Von Jänner 2023 bis Oktober 2023 waren im Schnitt jeweils über 220.000 Menschen in Hotellerie und Gastronomie beschäftigt – das sind in jedem Monat dieses Jahres mehr als in den Vergleichsmonaten 2019. So unattraktiv, wie oftmals dargestellt, kann die Branche also nicht sein. Jobs im Tourismus sind eigentlich sehr coole und faszinierende Jobs, man arbeitet in Teams, mit Menschen und hat unmittelbare Erfolgserlebnisse durch zufriedene Gäste. Auf der politischen Ebene arbeiten wir laufend daran, die Rahmenbedingungen zu optimieren. Das beginnt bei den Saisonnierkontingenten oder der neu gestalteten Rot-Weiß-Rot-Karte für qualifizierte Zuwanderung und geht bis hin zu steuerlichen Erleichterungen bei Arbeiten im Alter oder bei Überstunden, sowie der Kinderbetreuungsoffensive von 4,5 Milliarden Euro für die nächsten Jahre. Gleichzeitig brauchen wir aber auch die Betriebe, die sich da und dort in den Bereichen Arbeits- und Führungskultur oder Employer Branding, sowie neue Organisationskultur und Arbeitszeitflexibilisierung intensiv weiterentwickeln – was bei vielen Betrieben heute schon gut und konsequent umgesetzt wird. Nur wenn alle Beteiligten die neue Verantwortung leben, können wir auch in Zukunft sicherstellen, dass der Tourismus ein attraktiver Arbeitgeber bleibt und somit übers ganze Land verteilt weiterhin zum Wohlstand Österreichs beiträgt.

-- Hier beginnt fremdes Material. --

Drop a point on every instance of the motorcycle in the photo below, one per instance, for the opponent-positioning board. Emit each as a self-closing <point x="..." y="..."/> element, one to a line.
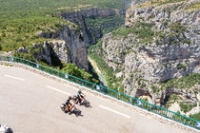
<point x="81" y="102"/>
<point x="74" y="110"/>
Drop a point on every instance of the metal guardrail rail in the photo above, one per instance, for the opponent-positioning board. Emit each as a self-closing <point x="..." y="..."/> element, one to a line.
<point x="187" y="121"/>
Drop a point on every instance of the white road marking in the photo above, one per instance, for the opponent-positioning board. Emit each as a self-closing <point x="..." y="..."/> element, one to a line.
<point x="114" y="111"/>
<point x="14" y="77"/>
<point x="50" y="87"/>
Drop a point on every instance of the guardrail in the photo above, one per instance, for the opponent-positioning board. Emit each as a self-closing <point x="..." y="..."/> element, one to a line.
<point x="111" y="92"/>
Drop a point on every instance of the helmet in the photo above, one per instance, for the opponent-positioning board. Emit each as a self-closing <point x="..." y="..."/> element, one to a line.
<point x="79" y="91"/>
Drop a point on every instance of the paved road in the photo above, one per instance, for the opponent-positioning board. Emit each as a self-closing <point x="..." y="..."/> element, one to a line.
<point x="30" y="103"/>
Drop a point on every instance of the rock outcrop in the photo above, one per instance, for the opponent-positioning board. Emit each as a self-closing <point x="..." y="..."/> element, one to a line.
<point x="163" y="44"/>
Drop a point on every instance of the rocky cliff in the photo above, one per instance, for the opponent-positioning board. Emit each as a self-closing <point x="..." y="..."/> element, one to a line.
<point x="159" y="42"/>
<point x="70" y="43"/>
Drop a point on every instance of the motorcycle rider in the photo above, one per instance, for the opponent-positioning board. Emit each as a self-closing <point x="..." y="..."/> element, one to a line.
<point x="80" y="96"/>
<point x="69" y="104"/>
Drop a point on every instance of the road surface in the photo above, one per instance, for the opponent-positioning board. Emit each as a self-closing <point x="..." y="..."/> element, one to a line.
<point x="30" y="103"/>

Gäste aus aller Welt schätzen an Wien unter anderem die Sauberkeit in der Stadt. Die MA 48 wurde deshalb mit einem besonderen Preis geehrt.

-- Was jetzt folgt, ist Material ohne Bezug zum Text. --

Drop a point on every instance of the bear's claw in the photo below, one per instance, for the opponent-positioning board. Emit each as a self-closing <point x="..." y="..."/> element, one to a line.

Dieses Jahr erhielt die MA 48 den Wiener Tourismuspreis. Man fragt sich vielleicht, wo sind die Schnittpunkte zwischen Tourismus und der MA 48? Die MA 48 leistet Besonderes in Wien, wenn es um die Sauberkeit und damit auch das Verständnis von Sicherheit, geht. Die MA 48 ist weltweit beachtet für ihr kreatives Müllmarketing, das wesentlich zum Mitmachen beim Sauberhalten und bei der Mülltrennung aller Menschen in Wien beiträgt. In keiner Stadt der Welt ist nach Großevents wie zum Beispiel dem Silvesterpfad, Stadtmarathon oder großen Sportereignissen so schnell die Sauberkeit wiederhergestellt wie in Wien. Das alles trägt auch wesentlich dazu bei, dass Wien laut jüngsten Umfragen die lebenswerteste Stadt der Welt ist – auch für unsere Gäste. Neun von zehn Besucherinnen und Besuchern empfehlen Wien als Destination weiter und neun von zehn Wienerinnen und Wienern finden den Tourismus positiv für Wien. Wien punktet zusätzlich zum klassischen Städtetourismus vor allem aber auch im internationalen MICE-Bereich als weltweit führende Kongressstadt. Besonders erfreulich ist, dass dabei "Green Meetings" immer mehr zunehmen. Ganz im Sinne des Masterplans Tourismus des Bundes setzt Wien bei seiner Tourismusstrategie auf die soziale, ökologische und ökonomische Nachhaltigkeit und leistet damit einen wichtigen Beitrag dazu, um Österreich zu einer der nachhaltigsten Destinationen der Welt zu machen. Die MA 48 ist ein wesentlicher Player bei dieser Aufgabe.
Ende November wurde der Hotel Innovation Award verliehen, der im Zeichen von ESG stand. Wer durfte sich dieses Jahr über diesen Preis freuen?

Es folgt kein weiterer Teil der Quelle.